Three important points on gold this morning:
This is not the time to trade gold.
As we move from the second phase to the third phase of the gold bull market, the metal is having $20.00 to $30.00 per ounce daily moves. These types of gyrations make trading the metal almost impossible. As I have been saying since 2002, take a position in the metal, buy more on big price dips, and just sit tight.
The non-believers are slowly jumping on the bandwagon.
Ask investors just a year or two ago about gold and they had no idea it was in a bull market. Today, we have more financial analysts getting on the gold bandwagon than at any time since the gold bull market started…and that’s getting me nervous about a price correction.
Last week, a report from RBC Capital Markets said that it expects gold to reach $3,800 U.S. per ounce in three years. I’d prefer to see this kind of exposure well into phase three of a bull market, not at the end of phase two.

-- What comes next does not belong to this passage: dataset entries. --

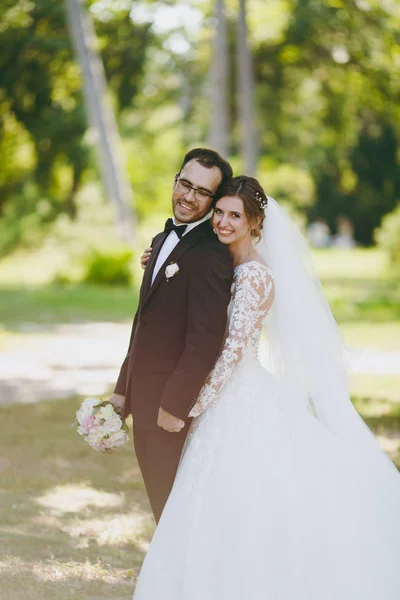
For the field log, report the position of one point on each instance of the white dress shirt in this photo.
(171, 241)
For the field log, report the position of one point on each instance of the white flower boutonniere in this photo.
(171, 270)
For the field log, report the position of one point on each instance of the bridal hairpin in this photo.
(261, 201)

(For new readers: In a bull market, phase one is when the very smart money gets into an investment because they see an investment undervalued [think gold 2002-2006]. Phase two is when other prudent investors get in [think gold 2007-?]. Phase three is when the rest of the investing public and the speculators get into a bull marker looking for quick profits. We have yet to enter phase three in this gold bull market.)

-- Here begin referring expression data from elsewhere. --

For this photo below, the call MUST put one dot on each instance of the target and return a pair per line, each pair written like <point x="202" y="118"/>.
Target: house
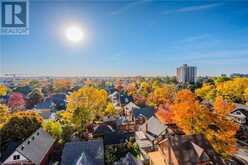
<point x="125" y="125"/>
<point x="59" y="100"/>
<point x="187" y="150"/>
<point x="101" y="129"/>
<point x="45" y="109"/>
<point x="115" y="97"/>
<point x="115" y="138"/>
<point x="128" y="109"/>
<point x="164" y="114"/>
<point x="47" y="104"/>
<point x="240" y="114"/>
<point x="83" y="153"/>
<point x="143" y="142"/>
<point x="36" y="149"/>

Follow the bellwether stock.
The granddaddy of gold stocks, Newmont Mining (NYSE/NEM), reported yesterday that it made 537 million dollars in the third quarter (up 38% from the same quarter last year) on sales of $2.6 billion. Newmont says that its overall cost to mine gold is about $500.00 an ounce. The higher gold prices go, the more money this baby makes.

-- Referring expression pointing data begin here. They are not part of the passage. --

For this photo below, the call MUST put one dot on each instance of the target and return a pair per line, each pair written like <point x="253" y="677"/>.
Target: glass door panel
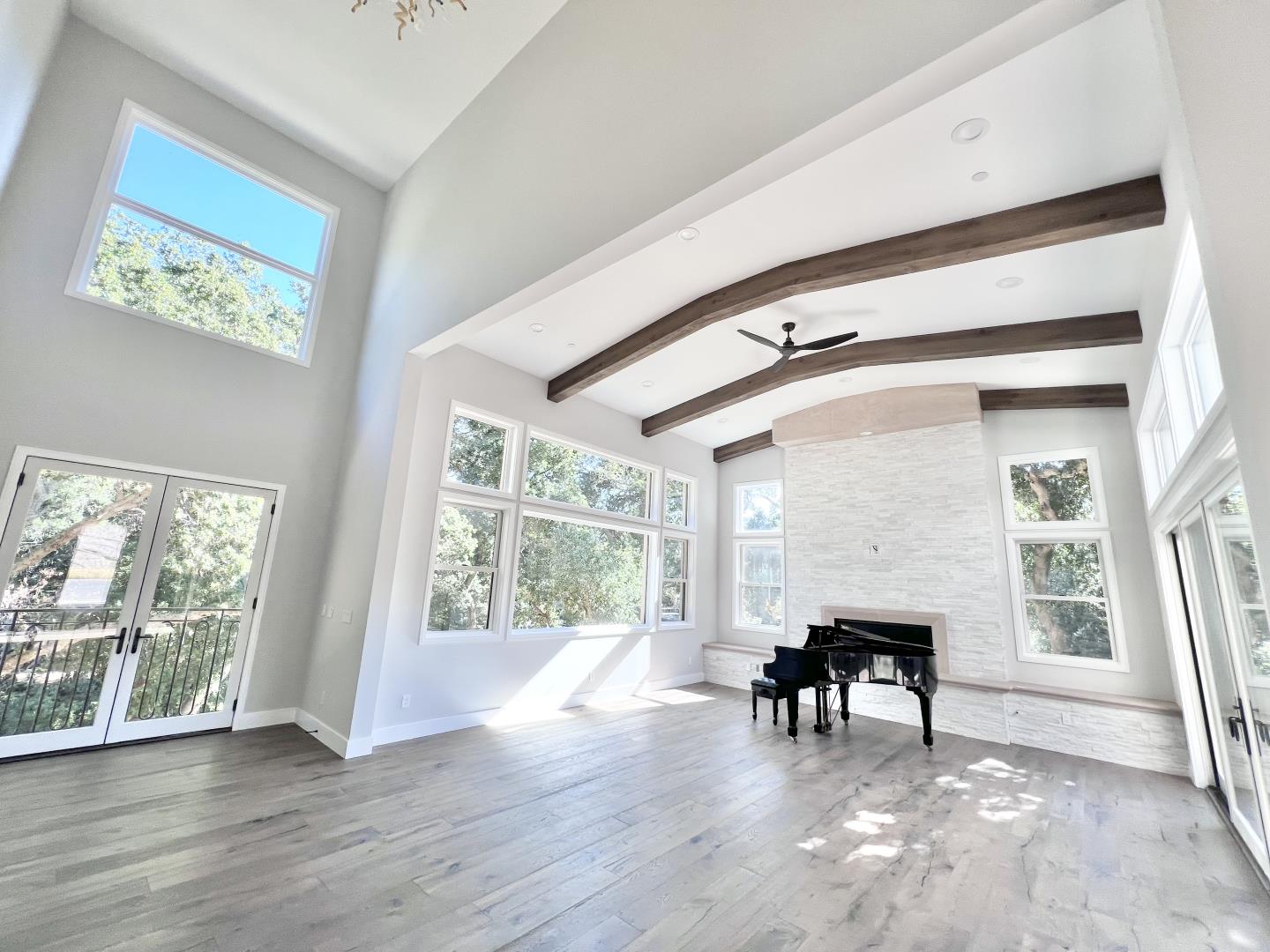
<point x="185" y="651"/>
<point x="1244" y="600"/>
<point x="74" y="554"/>
<point x="1232" y="753"/>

The price of Newmont stock on the NYSE continues to move to record highs.
Michael’s Personal Notes:
Growing up in my parent’s house as a child, if there was one thing my mother taught us, it was that if you don’t understand something, don’t fake it.
And, in all honesty, I can’t figure out what is going on in Washington.
I heard President Obama’s White House news conference yesterday. As CNN Breaking News put it in a news release, “Midterm elections confirm Americans are deeply frustrated with pace of economic recovery, President Obama says, ‘No kidding.’”
So Obama is saying he wants to do more for small business. He’s finally getting it that small business in America make up most of the employment in this country and they are ones that need to be helped.
Here’s what I don’t get: it took the Democrats losing control of Congress to get the message that voters don’t like excess government spending and non-focus on small business?
A Bloomberg Global Poll back in September found that 77% of investors say Obama is too anti-business. If business fears the current Administration, how will they ever loosen their purse strings and spend the trillions in cash they’ve accumulated?
Where the Market Stands, Where It’s Headed:
The Dow Jones Industrial Average opens this morning up 7.6% for 2010.
The bellwether Dow Jones Industrials is only 42.88 points away from breaking to a new 52-week high. I mentioned this because of the technical importance behind it. If the Dow Jones breaks to a new 52-week high (as I predicted it would a few issues ago), the “head and shoulders” pattern that was established this past May will come into question.
While the majority of stock market advisors (especially the old-timers) have been negative on stocks for the majority of 2010, I have remained bullish. I’m sticking with what I believe: corporate profits are better than expected, monetary policy cannot possibly be more accommodative than at present, there are not many investment alternatives to stocks.
I’m looking for the bear market rally that started in March of 2009 to keep moving higher.
What He Said:
“Home sales down 8.4%, could be the bottom,” read the headline in last Friday’s USA Today. What do they know that I don’t? They know what realtors and their associations tell them and that’s about it. Unfortunately, the real estate news is predominately written by reporters—not real estate investors with years of experience to share. The hard facts about the real estate market in the U.S. are truly scary. How can the U.S. economy escape the hard landing in U.S. home prices? As we’ll soon find out, it simply can’t!” Michael Lombardi in PROFIT CONFIDENTIAL, January 31, 2007. While the popular media were predicting a bottoming of the real estate market in 2007, Michael was preparing his readers for the worst of times ahead.